En direct de mon lit. Pour m’en extraire. Et ça marche !
A 9h30 du mat, j’ai décidé de me fixer RDV Place des Vosges dans la demi-heure qui suit… et ça marche. J’ouvre les yeux et j’y suis. Un café, puis 2… En terrasse, dans le printemps naissant. Puis, je décide de me surpasser, je me fixe un deuxième RDV. A 11h30 dans mes anciens quartiers, à Chinatown, dans le 13è. Une envie d’Asie, d’algues et de miso m’emporte… et me voilà chez les Tang, entre les kumquats acidulés, les desserts à base de thé et les jus de riz. 2 ou 3 sacs de courses plus tard, je suis de retour à la maison : j’avale 2 soupes miso brûlantes et je suis d’attaque pour la suite !

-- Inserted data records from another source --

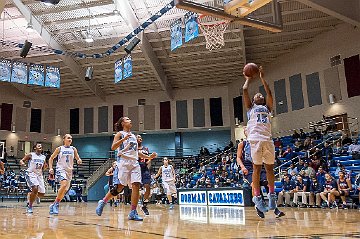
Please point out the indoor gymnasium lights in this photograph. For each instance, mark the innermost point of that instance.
(89, 37)
(50, 2)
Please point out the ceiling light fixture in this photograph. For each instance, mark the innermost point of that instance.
(50, 2)
(89, 38)
(29, 28)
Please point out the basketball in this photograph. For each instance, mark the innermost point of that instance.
(251, 70)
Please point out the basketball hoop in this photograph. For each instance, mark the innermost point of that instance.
(214, 32)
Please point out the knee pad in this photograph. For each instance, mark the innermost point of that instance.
(114, 190)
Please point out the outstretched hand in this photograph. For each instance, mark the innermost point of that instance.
(261, 71)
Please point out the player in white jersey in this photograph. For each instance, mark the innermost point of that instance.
(168, 180)
(35, 162)
(64, 167)
(261, 145)
(129, 172)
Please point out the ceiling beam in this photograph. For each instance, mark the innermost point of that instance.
(128, 14)
(76, 69)
(348, 11)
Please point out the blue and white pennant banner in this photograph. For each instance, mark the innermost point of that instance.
(135, 32)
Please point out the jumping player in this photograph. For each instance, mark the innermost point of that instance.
(168, 180)
(129, 172)
(64, 167)
(344, 186)
(261, 145)
(34, 174)
(145, 174)
(243, 158)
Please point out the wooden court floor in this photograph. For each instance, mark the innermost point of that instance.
(78, 220)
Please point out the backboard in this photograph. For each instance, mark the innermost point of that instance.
(2, 150)
(235, 11)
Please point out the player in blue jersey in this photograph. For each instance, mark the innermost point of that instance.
(34, 174)
(129, 172)
(261, 144)
(244, 160)
(64, 169)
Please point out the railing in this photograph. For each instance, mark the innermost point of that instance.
(98, 173)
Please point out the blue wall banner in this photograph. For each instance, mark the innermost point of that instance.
(52, 77)
(176, 34)
(19, 72)
(225, 198)
(127, 66)
(227, 215)
(213, 197)
(193, 198)
(5, 70)
(191, 26)
(118, 71)
(36, 74)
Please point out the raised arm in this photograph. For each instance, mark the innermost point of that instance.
(118, 140)
(24, 160)
(269, 98)
(109, 172)
(159, 173)
(51, 159)
(76, 154)
(247, 100)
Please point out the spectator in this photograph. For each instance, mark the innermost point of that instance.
(201, 183)
(208, 183)
(217, 183)
(2, 170)
(338, 149)
(291, 169)
(300, 190)
(279, 152)
(302, 134)
(346, 140)
(327, 152)
(277, 143)
(287, 191)
(354, 150)
(320, 176)
(295, 135)
(315, 189)
(338, 168)
(309, 170)
(315, 163)
(357, 186)
(307, 144)
(300, 165)
(298, 145)
(329, 193)
(288, 151)
(344, 187)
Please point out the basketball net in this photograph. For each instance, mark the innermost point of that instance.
(214, 33)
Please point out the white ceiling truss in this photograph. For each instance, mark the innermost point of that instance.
(155, 66)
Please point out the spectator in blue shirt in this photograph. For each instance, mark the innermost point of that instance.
(292, 168)
(320, 176)
(315, 189)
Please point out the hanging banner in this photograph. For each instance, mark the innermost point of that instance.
(176, 34)
(52, 77)
(36, 74)
(5, 70)
(191, 26)
(118, 71)
(19, 72)
(127, 66)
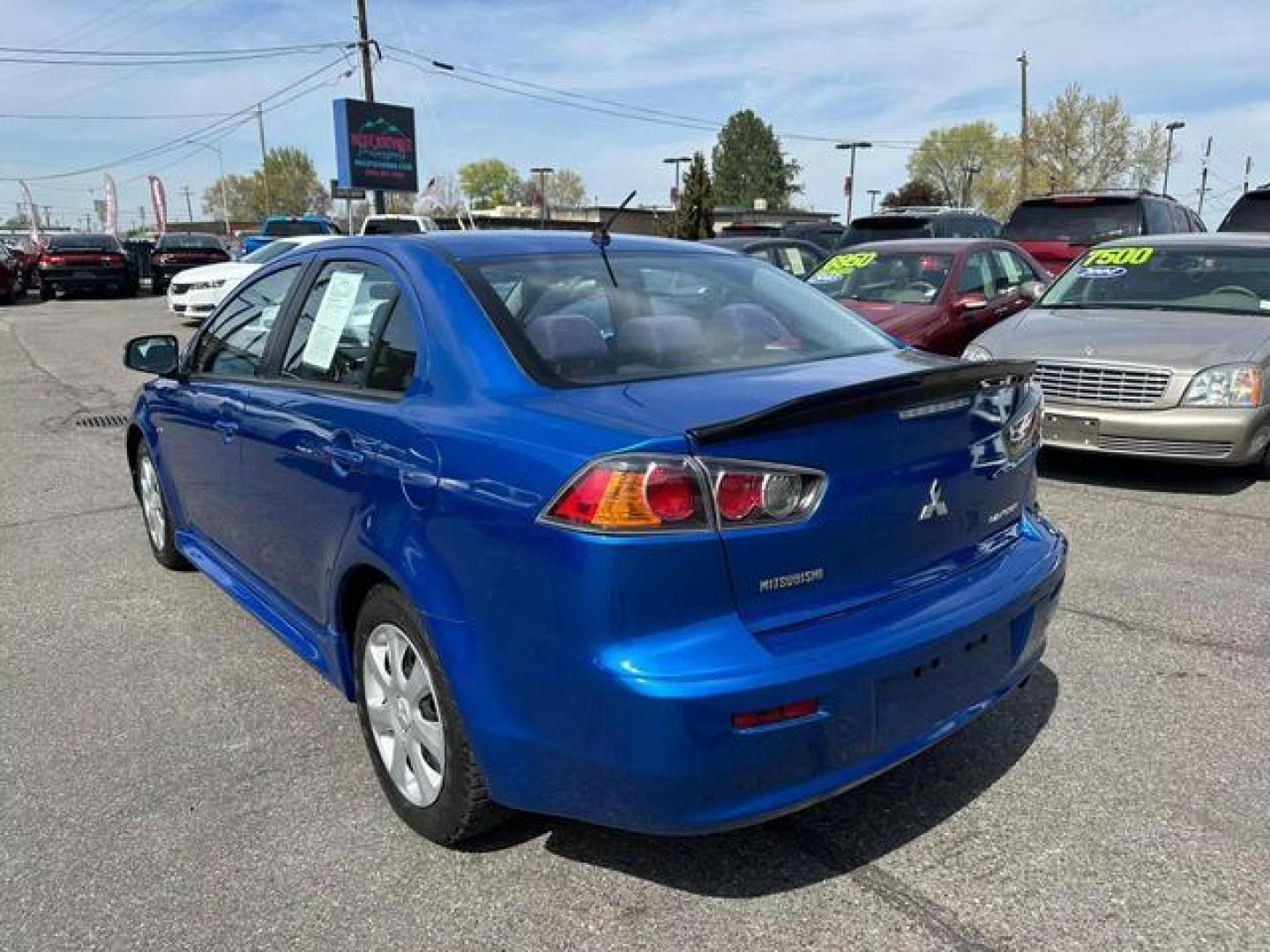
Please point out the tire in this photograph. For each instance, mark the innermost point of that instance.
(155, 513)
(444, 798)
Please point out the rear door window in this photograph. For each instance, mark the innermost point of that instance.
(234, 343)
(1159, 219)
(344, 314)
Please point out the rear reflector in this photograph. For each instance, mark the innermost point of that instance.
(775, 715)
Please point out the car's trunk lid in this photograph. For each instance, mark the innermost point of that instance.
(917, 487)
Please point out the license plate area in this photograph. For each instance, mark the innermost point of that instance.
(1061, 428)
(961, 673)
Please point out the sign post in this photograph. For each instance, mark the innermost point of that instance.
(375, 146)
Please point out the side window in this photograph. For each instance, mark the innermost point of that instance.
(1157, 217)
(796, 260)
(394, 354)
(343, 315)
(233, 346)
(1013, 270)
(977, 277)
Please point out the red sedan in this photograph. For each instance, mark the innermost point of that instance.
(934, 294)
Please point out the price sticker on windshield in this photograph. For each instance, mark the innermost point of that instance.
(845, 264)
(1113, 257)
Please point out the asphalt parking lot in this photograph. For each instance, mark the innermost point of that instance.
(173, 777)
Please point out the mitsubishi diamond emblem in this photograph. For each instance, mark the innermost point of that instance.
(937, 507)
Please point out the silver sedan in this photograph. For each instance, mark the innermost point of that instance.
(1154, 346)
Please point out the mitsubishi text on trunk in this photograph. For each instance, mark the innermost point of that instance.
(624, 530)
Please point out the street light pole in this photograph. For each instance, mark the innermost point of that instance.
(1169, 156)
(676, 161)
(220, 164)
(851, 175)
(542, 172)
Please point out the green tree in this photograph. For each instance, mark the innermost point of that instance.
(970, 165)
(288, 182)
(488, 182)
(748, 164)
(565, 190)
(239, 195)
(1085, 143)
(693, 217)
(915, 192)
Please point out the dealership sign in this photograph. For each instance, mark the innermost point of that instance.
(375, 146)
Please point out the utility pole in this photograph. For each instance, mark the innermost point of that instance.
(265, 167)
(542, 172)
(363, 45)
(850, 188)
(1169, 155)
(1025, 158)
(969, 170)
(1203, 176)
(677, 161)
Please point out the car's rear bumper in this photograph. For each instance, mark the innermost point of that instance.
(1203, 435)
(81, 279)
(657, 750)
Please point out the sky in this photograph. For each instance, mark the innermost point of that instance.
(877, 70)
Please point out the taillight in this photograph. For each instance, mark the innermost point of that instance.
(632, 493)
(644, 493)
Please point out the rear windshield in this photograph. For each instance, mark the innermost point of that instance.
(1082, 222)
(886, 228)
(392, 227)
(1250, 213)
(288, 228)
(660, 315)
(1152, 279)
(84, 242)
(267, 253)
(889, 277)
(201, 242)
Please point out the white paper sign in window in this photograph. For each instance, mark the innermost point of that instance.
(333, 314)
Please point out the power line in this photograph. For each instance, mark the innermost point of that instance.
(588, 103)
(176, 144)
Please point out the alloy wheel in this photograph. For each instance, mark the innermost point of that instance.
(152, 502)
(404, 715)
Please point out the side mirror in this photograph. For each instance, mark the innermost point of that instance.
(969, 302)
(153, 353)
(1032, 290)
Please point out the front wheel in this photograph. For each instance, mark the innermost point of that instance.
(412, 727)
(156, 514)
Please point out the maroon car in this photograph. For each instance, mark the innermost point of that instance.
(934, 294)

Je suis sur les routes, en quête de Sire Yann Suzanne. 14h : RDV à Répu pour se rendre à vélo au Bouffes du Nord… une fois là-bas, il réalise que c’est en fait les Bouffes Parisiennes, à 2 pas de la Reu Sainte-Anne. Je ne sais ni ce que je vais voir, ni avec qui : c’est une « blind afternoon » avec Yann. Je me laisse guider. C ‘est Nina Moretto et Olivier Crespin qui l’invitent au spectacle d’un copain : un certain Julien Cottereau qui fait son one-man-show dans un magnifique théâtre. Révélation théâtrale 2007, il a eu le Molière et son spectacle a été prolongé pour cause de succès. Je ne m’attends à rien sauf que les spectacles du dimanche après-midi m’inquiètent toujours. Il est 15h… et je crains l’ambiance Jacques Martin ! Et d’ailleurs, je suis surprise de voir autant de mômes dans la salle.
Arrive finalement sur scène un personnage avec de longues cothurnes aux pieds, un feutre Peter Panesque vissé sur le crâne, un vieux patte d’eph noué avec un ecravate… et tout seul sur scène, cette espèce de clown quasi désuet fait des bruitages. Il mime la scène qu’il voudrait que l’on se figure, redessine le décor. Apparemment, il balaie, il epoussette, il fait les vitres même, lorsque soudain… il nous voit ! Il a un petit micro. La scène est vide. Il y a juste lui, le micro et nous, le public. Et à partir de là, on décolle. On voit un paysage apparaître. Mentalement, tout son monde se dessine, son univers. Là par exemple, il est aux prises avec des chiens féroces. Puis il se mesure à un monstre. On le voit se battre. Puis il s’amuse de mille manières, joue au ballon. Se vautre par terre, s’époussette, se remet. Rebelotte… tiens, cette fois, il tombe amoureux, d’une fille dans le public. Il l’invite sur scène pour une parade amoureuse hors pair.
Tout cela est visible. Tout est à imaginer. A partir de rien mais Cottereau s’est muni de l’essentiel. le Roi est loin d’être nu. La scène est très peupléee et riche en évènements. Le public s’immisce dans le spectacle, il y est même invité. Il participe. Il entre en scène. Il joue avec ce clown-mime-gavrochesque qui arrive à miauler autant qu’à rugir comme 10 guépards en furie, tout comme faire l’oiseau, ou jouer innocemment au ballon !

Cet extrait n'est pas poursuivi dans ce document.